Robert Klatt
In Deutschland gefährden viele Autofahrer aus medizinischen Gründen den Verkehr. Vorgeschriebene Überprüfungen für Senioren gibt es bisher aber nicht.
Heidelberg (Deutschland). In den meisten Mitgliedsstaaten der Europäischen Union (EU) existieren bereits Richtlinien für obligatorische Gesundheitskontrollen für Senioren, die am Straßenverkehr teilnehmen möchten. Wie Frank Tost von der Deutschen Ophthalmologischen Gesellschaft (DOG) erklärt, schreibt die Fahrerlaubnis-Verordnung (FeV) in Deutschland lediglich eine einmalige Sehkontrolle vor der Führerscheinabnahme vor.
„Es liegt danach in der Selbstverantwortung eines jeden Verkehrsteilnehmenden, eine augenärztliche Beratung in Anspruch zu nehmen und erforderlichenfalls die Überprüfung der Fahrtauglichkeit im Rahmen einer medizinischen Begutachtung zu beauftragen.“
Eine Studie der Bundesanstalt für Straßenwesen (BASt) zeigt nun, dass die meisten Menschen ihre Sehfähigkeit stark überschätzen. Ein Großteil (99,2 %) der Sehfähigkeit Probanden ging davon aus, dass ihre Sehfähigkeit eher gut bis sehr gut ist. Bei einem Sehtest fielen 16,4 Prozent der Teilnehmer mit einer tatsächlichen Sehschärfe unter 0,7 jedoch durch.
„Sie dürften so gar nicht mehr ohne weiteres am Steuer sitzen.“
Zu einem ähnlichen Ergebnis kam auch ein Pilotprojekt der Polizei Niedersachsen in Kooperation mit der Medizinischen Hochschule Hannover (MHH), in dessen Rahmen bei unterschiedlichen Autofahrern die medizinische Überprüfung der Fahrtauglichkeit erfolgte. Bei einem Teil der überprüften Personen wurde anschließend die Fortsetzung der Fahrt aufgrund von unzureichender Sehfähigkeit untersagt.
Laut dem Experten der DOG ist es essenziell, Anzeichen verbreiteter Augenleiden frühzeitig zu identifizieren und einen Termin beim Augenarzt zur Überprüfung zu vereinbaren.

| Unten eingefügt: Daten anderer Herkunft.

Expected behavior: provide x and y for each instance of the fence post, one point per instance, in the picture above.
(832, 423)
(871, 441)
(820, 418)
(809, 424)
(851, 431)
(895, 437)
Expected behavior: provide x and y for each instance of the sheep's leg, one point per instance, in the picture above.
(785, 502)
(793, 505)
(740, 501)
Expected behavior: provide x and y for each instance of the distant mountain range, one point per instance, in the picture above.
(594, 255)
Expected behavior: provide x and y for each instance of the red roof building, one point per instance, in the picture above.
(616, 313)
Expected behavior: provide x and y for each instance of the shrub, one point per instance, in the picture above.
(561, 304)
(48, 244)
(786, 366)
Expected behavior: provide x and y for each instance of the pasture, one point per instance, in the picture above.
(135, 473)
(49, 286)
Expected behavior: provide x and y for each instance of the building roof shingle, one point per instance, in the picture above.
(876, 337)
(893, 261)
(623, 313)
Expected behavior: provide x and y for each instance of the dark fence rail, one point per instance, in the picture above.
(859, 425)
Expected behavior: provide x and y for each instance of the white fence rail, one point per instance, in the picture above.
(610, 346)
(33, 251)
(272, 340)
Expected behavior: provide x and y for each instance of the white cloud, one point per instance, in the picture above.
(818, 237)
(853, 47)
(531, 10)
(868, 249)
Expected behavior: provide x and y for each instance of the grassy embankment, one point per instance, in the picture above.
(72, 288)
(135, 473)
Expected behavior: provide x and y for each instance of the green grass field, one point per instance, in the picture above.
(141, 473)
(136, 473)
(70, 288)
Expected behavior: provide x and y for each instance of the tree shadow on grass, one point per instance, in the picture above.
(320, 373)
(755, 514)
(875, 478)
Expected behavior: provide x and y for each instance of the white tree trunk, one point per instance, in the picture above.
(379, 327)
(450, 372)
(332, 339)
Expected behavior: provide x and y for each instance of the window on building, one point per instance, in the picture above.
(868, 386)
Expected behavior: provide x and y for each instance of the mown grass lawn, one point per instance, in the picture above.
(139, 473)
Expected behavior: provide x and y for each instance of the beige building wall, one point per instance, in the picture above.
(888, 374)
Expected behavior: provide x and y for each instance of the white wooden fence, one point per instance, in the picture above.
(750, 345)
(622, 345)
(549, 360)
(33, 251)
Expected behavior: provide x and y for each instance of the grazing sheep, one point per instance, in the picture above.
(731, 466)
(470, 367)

„Ein typisches Anzeichen etwa für den Grauen Star sind Störungen des Dämmerungssehens und erhöhte Blendempfindlichkeit. Betroffene fühlen sich bei Nachtfahrten zunehmend unsicher, sie fahren langsamer, sind schnell geblendet durch entgegenkommende Fahrzeuge oder bremsen zu spät, weil sie Stoppschilder nicht erkennen.“
Im fortgeschrittenen Alter nimmt die Fähigkeit, bei Nacht zu sehen, ab. Ebenso erhöht sich mit den Jahren die Wahrscheinlichkeit, am Grünen Star zu erkranken, von dem rund acht Prozent der Menschen über 75 betroffen sind. Diese Augenkrankheit ist heimtückisch: Verkehrsschilder, andere Autos, Passanten und Radfahrer verschwinden plötzlich aus dem Sichtfeld und erscheinen unerwartet wieder.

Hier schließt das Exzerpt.